Work either completed or under way includes relocation of Bear Creek Road, including a new bridge; relocation of several potable water lines; rerouting of overhead electrical lines; construction of a haul road; mitigation for wetlands impacted during road construction; development of the west borrow and wet spoils areas to receive soils for later project phases; demolition of a parking lot, a decommissioned guard tower and other structures; and construction of sediment basins to protect Y‑12 natural resources from erosion and sedimentation.
To execute the work, NNSA is employing an integrated acquisition and project management strategy to ensure best use of taxpayer dollars. This strategy includes a partnership between the Department of Energy, the U.S. Army Corps of Engineers and Consolidated Nuclear Security, LLC.

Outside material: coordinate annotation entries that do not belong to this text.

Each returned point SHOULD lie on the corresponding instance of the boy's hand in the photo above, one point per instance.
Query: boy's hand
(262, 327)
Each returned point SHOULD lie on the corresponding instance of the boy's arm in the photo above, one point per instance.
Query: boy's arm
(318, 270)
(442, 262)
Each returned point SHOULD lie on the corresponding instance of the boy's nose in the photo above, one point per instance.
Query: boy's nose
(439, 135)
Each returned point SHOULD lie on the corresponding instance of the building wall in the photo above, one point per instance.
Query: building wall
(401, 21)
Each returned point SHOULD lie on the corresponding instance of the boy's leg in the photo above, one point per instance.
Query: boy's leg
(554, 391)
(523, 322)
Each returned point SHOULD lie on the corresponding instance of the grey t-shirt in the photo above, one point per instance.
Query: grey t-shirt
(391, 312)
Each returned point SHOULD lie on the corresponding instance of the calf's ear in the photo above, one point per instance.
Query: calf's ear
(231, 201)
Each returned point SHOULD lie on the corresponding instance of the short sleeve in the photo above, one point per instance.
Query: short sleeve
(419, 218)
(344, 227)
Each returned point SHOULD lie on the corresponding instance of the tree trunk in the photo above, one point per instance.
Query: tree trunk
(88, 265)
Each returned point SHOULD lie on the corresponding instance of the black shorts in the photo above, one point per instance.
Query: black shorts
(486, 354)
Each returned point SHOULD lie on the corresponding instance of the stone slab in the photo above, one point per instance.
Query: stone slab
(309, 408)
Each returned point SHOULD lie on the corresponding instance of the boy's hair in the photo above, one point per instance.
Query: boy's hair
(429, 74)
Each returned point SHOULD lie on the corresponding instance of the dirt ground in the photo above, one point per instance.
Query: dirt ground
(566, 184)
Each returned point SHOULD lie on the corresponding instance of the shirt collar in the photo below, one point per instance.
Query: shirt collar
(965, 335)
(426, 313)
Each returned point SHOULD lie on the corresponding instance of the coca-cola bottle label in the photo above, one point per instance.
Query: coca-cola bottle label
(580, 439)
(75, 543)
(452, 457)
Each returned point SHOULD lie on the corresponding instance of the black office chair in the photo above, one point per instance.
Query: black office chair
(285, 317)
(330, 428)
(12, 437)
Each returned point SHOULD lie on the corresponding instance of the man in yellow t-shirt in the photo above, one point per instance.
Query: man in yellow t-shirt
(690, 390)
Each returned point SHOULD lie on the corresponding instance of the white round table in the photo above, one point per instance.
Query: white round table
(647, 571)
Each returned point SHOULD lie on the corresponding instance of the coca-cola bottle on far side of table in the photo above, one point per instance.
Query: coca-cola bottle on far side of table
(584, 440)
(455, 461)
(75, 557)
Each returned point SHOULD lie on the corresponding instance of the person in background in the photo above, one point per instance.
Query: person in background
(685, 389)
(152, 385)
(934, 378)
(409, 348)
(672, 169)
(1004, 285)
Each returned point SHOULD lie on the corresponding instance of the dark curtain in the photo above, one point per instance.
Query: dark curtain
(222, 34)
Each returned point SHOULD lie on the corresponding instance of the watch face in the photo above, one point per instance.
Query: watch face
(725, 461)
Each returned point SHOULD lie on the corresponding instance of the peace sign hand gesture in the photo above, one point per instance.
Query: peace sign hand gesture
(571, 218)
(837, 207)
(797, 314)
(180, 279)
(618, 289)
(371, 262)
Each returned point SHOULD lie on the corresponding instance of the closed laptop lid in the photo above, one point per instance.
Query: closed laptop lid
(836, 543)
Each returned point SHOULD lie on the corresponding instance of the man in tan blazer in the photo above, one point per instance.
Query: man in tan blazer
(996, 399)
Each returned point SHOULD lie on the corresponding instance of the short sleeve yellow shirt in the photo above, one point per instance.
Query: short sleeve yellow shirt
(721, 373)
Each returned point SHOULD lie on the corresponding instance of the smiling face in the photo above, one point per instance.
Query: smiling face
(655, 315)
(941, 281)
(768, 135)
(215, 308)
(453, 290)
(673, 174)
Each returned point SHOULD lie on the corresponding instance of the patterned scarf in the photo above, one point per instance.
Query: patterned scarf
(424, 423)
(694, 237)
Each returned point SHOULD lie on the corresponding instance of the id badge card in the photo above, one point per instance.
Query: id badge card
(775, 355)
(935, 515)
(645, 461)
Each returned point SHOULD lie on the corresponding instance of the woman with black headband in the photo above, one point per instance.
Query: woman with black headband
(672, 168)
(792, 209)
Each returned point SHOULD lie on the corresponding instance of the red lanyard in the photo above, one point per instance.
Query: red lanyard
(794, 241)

NNSA accessed USACE services through an interagency agreement to provide construction management for the majority of the Site Readiness work. USACE awarded a fixed-price contract to Avisco, Inc., a woman-owned business that is employing multiple subcontractors for electrical, pipeline, surveying, paving, bridge construction and geotechnical testing services. Governmental agencies supporting the work include the NNSA Production Office, the DOE Oak Ridge Operations field office, City of Oak Ridge, Environmental Protection Agency, Tennessee Department of Environment and Conservation and Oak Ridge National Laboratory.
"Our unique partnerships have served us well by capitalizing on the core competencies of each agency and contractor," Peters said. "At the same time, the multiple interfaces require clear and continuous communication, keen attention to detail and active collaboration among all team members. The cooperation between USACE and CNS has been exceptional."
Lynn Nolan, CNS's UPF construction manager, noted that the fundamental principles of any successful construction project are safety, quality, cost and schedule. "The UPF Site Readiness team has demonstrated an unparalleled commitment to these principles," he said. "Challenges to safeguard the construction workers, the plant personnel and the public have been met through planning and execution. The new bridge will segregate earthmoving equipment from plant traffic. Favorable performance with respect to safety, quality, budget and schedule are real and positive examples of an effective team."
"The dynamics of working on site at Y‑12 and the extensive collaboration among all the parties has been challenging but proven to be mutually beneficial for all those involved," said Maj. Timothy Nix, project manager-forward for USACE, Nashville District. More than 70 years ago, USACE headed up construction of the Y‑12 plant during the Manhattan Project, and the UPF Site Readiness work represents USACE's first major project at Y‑12 since that time.
The significance of Site Readiness is not lost on Nolan. "UPF is Y‑12's future, and the progress we make daily is getting us closer to that future," he said. "I like to see things getting accomplished. In the last year, we have really changed the landscape on the west end of Y‑12."